Sorting Algorithm Visualization

Geoffrey Barrett -
Project Image

The inspiration behind this project originated from the fact that when I started developing this website, I had been interviewing for new job opportunities in software engineering.

Often times during the interview process candidates are asked esoteric algorithms questions, and I thought it would be interesting to visualize the differences between various sorting algorithms that are often asked during coding interviews.

The source code can be found in the VizSort repository of my GitHub account.

The algorithms in the VizSort repository has some additional logic to track the sorting state for visualization purposes. Therefore, it is not suggested that this code is used in any production software. Additionally, the code is written in pure Python, making it highly inefficient in comparison to popular third party sorting algorithms.

Bubble Sort

Fig 1.

The Bubble Sort algorithm performs a "pass" on each element until there are no adjacent elements to swap. The visualization is updated on a per pass basis.

Bubble Sort is a comparison-based sorting algorithm, and is the most intuitive to understand using the heatmap depicted in Figure 1. You can see how the algorithm was given it's name as the largest element "bubbles" towards the top of the array (although in this case it is bubbling towards the bottom of the array). The algorithm repeatedly iterates across the elements and swaps adjacent values until all the elements are sorted.
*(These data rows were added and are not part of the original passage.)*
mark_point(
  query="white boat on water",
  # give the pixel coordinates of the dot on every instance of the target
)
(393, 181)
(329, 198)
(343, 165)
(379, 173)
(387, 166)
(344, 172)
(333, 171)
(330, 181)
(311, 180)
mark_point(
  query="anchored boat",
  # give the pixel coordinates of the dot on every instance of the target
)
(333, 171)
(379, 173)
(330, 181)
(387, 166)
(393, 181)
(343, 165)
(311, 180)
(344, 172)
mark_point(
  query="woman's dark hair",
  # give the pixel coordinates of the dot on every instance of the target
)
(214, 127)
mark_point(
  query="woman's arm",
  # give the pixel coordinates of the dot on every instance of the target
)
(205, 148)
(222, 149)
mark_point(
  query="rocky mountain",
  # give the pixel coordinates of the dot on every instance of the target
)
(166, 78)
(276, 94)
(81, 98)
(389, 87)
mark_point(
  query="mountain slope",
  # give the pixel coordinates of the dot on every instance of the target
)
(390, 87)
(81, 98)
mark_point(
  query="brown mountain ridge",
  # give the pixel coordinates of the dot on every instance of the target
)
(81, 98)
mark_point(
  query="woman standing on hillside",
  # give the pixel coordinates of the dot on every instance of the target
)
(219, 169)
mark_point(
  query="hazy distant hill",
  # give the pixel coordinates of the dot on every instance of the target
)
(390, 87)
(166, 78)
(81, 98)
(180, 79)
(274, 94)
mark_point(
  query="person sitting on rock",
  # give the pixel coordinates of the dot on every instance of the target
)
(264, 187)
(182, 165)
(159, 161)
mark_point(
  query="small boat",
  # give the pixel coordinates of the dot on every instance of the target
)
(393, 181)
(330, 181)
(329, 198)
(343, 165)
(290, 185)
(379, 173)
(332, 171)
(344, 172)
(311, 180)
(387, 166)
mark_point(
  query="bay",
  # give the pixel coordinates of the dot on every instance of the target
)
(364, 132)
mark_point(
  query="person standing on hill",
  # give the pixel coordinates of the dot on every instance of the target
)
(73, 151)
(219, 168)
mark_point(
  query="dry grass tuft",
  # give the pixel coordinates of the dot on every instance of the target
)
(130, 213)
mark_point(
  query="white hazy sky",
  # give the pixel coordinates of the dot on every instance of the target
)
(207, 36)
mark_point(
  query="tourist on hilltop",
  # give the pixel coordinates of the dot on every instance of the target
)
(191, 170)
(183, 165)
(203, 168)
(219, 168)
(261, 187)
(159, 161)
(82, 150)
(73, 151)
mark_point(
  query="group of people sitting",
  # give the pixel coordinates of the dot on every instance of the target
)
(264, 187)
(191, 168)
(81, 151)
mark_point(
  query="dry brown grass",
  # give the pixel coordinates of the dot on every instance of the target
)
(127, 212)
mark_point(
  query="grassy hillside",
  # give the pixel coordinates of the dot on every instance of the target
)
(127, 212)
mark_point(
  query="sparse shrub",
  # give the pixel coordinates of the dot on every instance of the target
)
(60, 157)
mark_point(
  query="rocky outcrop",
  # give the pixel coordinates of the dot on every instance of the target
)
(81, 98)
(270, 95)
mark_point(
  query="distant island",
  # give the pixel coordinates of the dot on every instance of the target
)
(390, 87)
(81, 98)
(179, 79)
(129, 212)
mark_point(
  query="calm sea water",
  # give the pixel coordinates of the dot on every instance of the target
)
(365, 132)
Despite being the most intuitive, Bubble Sort has quite poor performance with an average time-complexity of O(n2) . For comparison, sorters implemented in the popular third-party packages typically have an average time-complexity of O(n log n).

Merge Sort

Fig 2.

Merge Sort algorithm results visualized on a per-divsion basis (starting from the smallest sub-array and ending at the fully sorted array).
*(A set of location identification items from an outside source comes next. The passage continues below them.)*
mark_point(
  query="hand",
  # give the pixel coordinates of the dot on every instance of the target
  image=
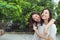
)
(1, 32)
(45, 31)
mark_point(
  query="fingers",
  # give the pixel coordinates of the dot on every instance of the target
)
(1, 32)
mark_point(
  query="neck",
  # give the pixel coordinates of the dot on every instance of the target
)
(46, 22)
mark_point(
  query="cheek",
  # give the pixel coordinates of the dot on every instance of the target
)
(47, 16)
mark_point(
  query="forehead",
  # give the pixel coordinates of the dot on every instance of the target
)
(46, 10)
(35, 15)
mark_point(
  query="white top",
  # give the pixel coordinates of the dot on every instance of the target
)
(52, 30)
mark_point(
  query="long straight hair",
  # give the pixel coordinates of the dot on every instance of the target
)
(31, 21)
(50, 15)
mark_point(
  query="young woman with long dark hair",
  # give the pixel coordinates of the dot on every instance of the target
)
(36, 23)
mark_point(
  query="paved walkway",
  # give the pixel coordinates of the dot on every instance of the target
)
(19, 37)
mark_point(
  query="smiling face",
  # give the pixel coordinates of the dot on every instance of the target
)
(45, 15)
(36, 17)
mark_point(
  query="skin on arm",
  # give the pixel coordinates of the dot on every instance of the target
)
(52, 34)
(1, 32)
(48, 25)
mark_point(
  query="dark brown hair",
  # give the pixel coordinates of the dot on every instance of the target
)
(50, 14)
(31, 21)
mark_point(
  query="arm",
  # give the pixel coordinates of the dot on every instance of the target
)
(38, 33)
(48, 25)
(1, 32)
(52, 32)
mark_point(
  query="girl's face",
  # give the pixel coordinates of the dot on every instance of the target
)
(36, 17)
(45, 15)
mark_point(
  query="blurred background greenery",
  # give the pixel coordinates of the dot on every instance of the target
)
(14, 14)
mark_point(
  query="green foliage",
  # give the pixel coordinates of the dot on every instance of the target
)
(21, 9)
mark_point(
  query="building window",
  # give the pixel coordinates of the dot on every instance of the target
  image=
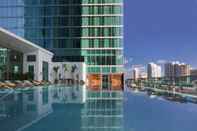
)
(31, 58)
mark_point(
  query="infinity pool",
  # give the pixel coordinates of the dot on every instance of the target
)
(75, 109)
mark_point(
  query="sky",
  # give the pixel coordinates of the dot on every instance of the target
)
(160, 30)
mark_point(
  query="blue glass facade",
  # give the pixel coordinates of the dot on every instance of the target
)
(74, 30)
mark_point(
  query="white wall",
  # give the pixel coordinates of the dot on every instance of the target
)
(40, 57)
(80, 71)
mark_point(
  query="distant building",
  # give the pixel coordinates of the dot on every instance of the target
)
(154, 71)
(176, 71)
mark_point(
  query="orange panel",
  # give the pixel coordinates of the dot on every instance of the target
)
(94, 81)
(117, 81)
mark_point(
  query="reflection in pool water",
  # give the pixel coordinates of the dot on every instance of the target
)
(62, 109)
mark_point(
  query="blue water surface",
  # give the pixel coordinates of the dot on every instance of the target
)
(60, 108)
(141, 113)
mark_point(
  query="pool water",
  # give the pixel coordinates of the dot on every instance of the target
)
(59, 108)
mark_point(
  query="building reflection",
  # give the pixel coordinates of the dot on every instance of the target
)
(103, 111)
(61, 108)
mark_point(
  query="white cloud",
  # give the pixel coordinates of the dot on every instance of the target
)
(161, 61)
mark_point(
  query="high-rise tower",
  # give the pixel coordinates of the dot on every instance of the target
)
(74, 30)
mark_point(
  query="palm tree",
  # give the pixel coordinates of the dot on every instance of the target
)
(56, 68)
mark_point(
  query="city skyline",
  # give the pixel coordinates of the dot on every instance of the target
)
(153, 34)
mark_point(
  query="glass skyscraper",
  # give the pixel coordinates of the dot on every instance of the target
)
(74, 30)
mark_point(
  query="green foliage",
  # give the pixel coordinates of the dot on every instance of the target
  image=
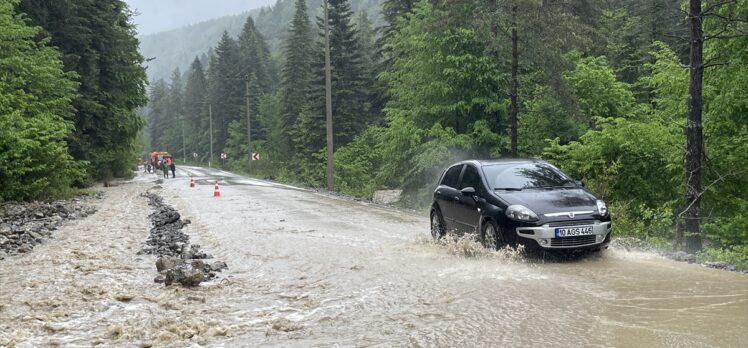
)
(736, 255)
(98, 42)
(296, 76)
(597, 91)
(356, 162)
(602, 93)
(35, 114)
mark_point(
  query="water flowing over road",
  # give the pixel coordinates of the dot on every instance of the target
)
(310, 269)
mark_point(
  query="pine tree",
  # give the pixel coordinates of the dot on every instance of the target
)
(157, 116)
(35, 113)
(350, 95)
(296, 75)
(195, 109)
(98, 42)
(226, 89)
(174, 114)
(255, 55)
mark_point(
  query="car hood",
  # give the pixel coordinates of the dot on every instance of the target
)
(551, 201)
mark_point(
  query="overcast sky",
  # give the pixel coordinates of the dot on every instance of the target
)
(161, 15)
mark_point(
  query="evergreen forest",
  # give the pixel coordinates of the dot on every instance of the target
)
(598, 88)
(645, 101)
(71, 80)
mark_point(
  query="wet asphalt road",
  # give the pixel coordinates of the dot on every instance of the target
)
(308, 269)
(356, 274)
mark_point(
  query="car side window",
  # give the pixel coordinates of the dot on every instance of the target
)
(471, 178)
(451, 176)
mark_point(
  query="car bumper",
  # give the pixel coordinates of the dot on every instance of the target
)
(546, 238)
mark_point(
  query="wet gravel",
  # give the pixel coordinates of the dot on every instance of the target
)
(179, 261)
(634, 244)
(25, 225)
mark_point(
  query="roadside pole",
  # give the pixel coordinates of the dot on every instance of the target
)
(249, 130)
(328, 102)
(210, 121)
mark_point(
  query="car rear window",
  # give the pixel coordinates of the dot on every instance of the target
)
(525, 175)
(452, 175)
(471, 178)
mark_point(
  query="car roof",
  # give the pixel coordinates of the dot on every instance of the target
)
(484, 162)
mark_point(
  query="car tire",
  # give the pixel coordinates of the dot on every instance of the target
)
(437, 225)
(492, 236)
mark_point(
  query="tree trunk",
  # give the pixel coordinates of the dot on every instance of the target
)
(514, 84)
(694, 137)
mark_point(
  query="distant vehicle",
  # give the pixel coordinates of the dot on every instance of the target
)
(156, 157)
(519, 201)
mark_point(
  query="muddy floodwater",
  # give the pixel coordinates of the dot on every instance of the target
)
(307, 269)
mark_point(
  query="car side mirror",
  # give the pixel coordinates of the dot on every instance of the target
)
(468, 191)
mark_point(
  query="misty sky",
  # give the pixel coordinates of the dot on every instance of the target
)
(161, 15)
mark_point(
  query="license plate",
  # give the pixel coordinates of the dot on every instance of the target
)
(573, 231)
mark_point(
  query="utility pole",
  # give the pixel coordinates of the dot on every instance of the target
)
(249, 129)
(210, 122)
(184, 153)
(513, 108)
(328, 102)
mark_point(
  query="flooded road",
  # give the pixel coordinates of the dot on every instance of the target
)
(309, 269)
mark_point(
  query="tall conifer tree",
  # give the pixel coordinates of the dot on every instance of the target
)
(295, 74)
(97, 39)
(195, 109)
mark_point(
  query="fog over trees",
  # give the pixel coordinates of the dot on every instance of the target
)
(155, 16)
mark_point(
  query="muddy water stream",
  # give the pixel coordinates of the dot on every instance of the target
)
(306, 269)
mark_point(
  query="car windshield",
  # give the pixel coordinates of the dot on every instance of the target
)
(518, 176)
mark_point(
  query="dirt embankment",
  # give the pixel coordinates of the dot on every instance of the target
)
(24, 225)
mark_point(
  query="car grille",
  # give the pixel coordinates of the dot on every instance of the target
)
(572, 223)
(573, 241)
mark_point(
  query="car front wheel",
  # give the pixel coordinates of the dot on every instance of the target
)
(492, 235)
(437, 225)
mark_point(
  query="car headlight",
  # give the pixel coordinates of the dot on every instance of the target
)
(520, 213)
(602, 208)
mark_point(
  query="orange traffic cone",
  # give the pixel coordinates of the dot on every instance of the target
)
(216, 192)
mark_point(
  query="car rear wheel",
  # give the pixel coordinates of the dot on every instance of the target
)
(437, 225)
(492, 235)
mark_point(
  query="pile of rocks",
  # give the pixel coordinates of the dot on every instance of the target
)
(24, 225)
(179, 261)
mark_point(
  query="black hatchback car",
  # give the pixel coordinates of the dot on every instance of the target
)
(519, 201)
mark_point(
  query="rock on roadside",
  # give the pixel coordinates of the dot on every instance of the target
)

Merge Sort is a divide-and-conquer algorithm. The algorithm visualization depicted in Figure 2 recursively divides the elements (of a given row) into sub-arrays until there is a single element in each sub-array. After the division stage, the sub-arrays will be repeatedly merged, producing sorted sub-arrays until the elements have been fully reconstituted as a single array.

The average time-complexity of this algorithm is O(n log n) .

QuickSort

Fig 3.

QuickSort algorithm results visualized on a per-divsion basis (starting from the smallest sub-array and ending at the fully sorted array).

QuickSort is another divide-and-conquer algorithm. Quicksort is marginally faster than the aforementioned Merge Sort algorithm on wider datasets. However, it maintains a similar average time-complexity of O(n log n).

The method visualized here uses the Hoare Partitioning Scheme. As the name suggests, this algorithm involves partitioning (dividing) the data around a pivot (the middle of the sub-array). This algorithm utilizes two pointers (starting at both sides of the sub-array), and swaps elements so that values smaller than the pivot value are on the left side of the array and larger values on the right side of the pivot.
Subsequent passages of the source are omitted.